I rode one for a couple weeks as a long term test (ended up purchasing a BMC ProMachine instead, for price reasons) but the Fenix was an awesome ride for sure. Very stiff, felt lighter than it really was, and great power transfer. Excellent crit bike, to be honest, but it climbed just fine and did everything I had asked of it in the time I had it, including some dirt/gravel roads.

The only downside I found is that it's very large for the specified size, and it was a little tough to find the right position on it. I ride a large Look, and that corresponds to a medium Fenix.


----------



## Squiffy (Dec 18, 2009)

robdamanii said:


> I rode one for a couple weeks as a long term test (ended up purchasing a BMC ProMachine instead, for price reasons) but the Fenix was an awesome ride for sure. Very stiff, felt lighter than it really was, and great power transfer. Excellent crit bike, to be honest, but it climbed just fine and did everything I had asked of it in the time I had it, including some dirt/gravel roads.
> 
> The only downside I found is that it's very large for the specified size, and it was a little tough to find the right position on it.
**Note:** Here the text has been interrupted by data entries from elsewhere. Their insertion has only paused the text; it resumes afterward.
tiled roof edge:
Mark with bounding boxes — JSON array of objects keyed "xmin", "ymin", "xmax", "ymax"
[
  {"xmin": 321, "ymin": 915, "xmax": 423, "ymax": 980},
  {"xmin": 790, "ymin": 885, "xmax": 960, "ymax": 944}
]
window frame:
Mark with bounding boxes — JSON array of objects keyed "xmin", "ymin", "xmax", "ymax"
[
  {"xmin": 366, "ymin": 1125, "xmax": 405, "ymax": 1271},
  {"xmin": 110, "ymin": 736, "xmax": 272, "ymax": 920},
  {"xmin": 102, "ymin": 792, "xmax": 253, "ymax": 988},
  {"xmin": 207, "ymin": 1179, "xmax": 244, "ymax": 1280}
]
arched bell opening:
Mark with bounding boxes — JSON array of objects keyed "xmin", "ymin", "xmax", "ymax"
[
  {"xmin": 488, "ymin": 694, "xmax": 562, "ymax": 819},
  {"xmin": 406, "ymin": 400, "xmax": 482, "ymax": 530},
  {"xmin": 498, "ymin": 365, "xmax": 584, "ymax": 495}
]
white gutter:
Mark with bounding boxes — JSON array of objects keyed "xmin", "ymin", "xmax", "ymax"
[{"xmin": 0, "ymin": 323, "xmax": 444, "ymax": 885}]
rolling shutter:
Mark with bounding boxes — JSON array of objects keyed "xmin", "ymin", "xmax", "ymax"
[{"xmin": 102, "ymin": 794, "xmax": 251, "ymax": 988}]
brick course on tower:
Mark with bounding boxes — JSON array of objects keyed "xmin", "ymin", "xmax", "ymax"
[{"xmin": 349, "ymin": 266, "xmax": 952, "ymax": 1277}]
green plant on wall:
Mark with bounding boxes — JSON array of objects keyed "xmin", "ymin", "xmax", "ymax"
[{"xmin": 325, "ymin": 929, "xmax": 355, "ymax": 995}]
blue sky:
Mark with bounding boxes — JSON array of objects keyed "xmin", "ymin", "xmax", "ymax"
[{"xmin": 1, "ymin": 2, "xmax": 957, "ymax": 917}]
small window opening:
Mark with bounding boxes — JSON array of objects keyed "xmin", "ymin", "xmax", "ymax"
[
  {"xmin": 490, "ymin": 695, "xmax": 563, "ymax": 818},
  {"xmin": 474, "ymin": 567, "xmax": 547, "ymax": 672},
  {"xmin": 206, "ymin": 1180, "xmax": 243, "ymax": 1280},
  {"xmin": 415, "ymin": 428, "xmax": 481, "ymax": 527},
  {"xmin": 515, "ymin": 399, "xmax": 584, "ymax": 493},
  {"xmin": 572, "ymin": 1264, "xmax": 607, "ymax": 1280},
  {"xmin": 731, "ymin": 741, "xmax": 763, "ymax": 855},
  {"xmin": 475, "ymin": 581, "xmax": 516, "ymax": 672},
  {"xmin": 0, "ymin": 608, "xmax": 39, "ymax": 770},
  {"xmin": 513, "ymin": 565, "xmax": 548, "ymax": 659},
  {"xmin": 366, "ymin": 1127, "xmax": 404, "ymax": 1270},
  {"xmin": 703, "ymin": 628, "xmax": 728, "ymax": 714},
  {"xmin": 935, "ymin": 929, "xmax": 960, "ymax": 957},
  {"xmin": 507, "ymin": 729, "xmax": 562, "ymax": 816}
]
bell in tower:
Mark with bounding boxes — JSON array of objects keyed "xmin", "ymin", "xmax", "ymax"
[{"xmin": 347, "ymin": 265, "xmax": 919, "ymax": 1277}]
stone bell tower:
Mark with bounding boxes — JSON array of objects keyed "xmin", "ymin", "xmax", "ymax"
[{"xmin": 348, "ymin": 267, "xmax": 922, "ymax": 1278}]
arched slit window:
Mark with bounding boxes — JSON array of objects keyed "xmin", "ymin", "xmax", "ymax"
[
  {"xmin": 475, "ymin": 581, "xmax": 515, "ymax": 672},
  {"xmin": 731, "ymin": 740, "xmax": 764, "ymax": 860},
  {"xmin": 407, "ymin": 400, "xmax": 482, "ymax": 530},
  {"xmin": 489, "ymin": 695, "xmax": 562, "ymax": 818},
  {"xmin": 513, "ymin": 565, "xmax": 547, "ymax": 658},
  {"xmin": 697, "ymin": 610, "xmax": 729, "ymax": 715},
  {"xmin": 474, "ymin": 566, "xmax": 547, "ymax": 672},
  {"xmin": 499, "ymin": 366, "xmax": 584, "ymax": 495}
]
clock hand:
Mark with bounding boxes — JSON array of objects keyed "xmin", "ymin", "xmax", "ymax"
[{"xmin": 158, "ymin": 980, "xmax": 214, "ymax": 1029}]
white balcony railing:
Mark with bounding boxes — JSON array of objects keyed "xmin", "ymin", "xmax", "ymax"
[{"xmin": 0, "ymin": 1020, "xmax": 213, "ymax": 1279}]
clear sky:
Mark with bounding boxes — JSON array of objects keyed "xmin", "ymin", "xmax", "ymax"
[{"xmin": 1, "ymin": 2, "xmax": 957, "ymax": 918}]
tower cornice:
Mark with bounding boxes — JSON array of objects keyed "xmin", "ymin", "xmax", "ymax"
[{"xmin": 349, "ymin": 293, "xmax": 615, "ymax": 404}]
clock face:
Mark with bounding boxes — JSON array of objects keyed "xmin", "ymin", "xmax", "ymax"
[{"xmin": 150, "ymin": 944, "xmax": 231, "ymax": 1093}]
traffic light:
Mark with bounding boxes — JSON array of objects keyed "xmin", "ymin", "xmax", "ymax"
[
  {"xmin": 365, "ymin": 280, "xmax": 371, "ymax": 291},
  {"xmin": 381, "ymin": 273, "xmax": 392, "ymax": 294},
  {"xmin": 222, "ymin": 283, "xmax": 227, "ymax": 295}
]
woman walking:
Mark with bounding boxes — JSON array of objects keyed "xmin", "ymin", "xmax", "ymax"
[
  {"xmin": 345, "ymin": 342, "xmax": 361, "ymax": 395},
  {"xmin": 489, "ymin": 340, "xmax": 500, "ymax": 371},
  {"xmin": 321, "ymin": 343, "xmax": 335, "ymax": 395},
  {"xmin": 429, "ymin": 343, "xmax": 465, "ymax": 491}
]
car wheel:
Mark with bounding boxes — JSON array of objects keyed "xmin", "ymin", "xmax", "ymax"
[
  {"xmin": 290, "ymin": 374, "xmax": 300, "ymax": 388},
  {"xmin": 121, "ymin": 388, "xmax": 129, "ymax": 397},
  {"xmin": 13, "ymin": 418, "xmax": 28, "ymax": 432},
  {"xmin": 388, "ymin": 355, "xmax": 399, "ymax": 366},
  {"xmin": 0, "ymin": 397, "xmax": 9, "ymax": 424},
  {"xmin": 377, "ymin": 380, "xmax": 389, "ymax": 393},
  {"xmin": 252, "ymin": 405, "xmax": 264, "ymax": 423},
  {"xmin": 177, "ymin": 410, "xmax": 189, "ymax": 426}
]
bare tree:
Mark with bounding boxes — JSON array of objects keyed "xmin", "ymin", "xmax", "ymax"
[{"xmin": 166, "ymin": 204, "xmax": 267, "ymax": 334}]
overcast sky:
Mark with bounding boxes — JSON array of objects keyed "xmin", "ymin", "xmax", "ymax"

I ride a large Look, and that corresponds to a medium Fenix.


I'm contemplating replacing my rather well used Damocles (which I love!) with a Fenix, being the closest frame in the Ridley lineup. Quick question, have you (or anyone else) ridden the Damocles and how do they compare? What Look do you ride? I've spent time on the original 585 and would appreciate any comparison with the Fenix, as Id be buying the frame "blind". Thanks!


----------



## robdamanii (Feb 13, 2006)

Squiffy said:


> I'm contemplating replacing my rather well used Damocles (which I love!) with a Fenix, being the closest frame in the Ridley lineup. Quick question, have you (or anyone else) ridden the Damocles and how do they compare? What Look do you ride? I've spent time on the original 585 and would appreciate any comparison with the Fenix, as Id be buying the frame "blind". Thanks!


I've not ridden the damocles, so I can't say there.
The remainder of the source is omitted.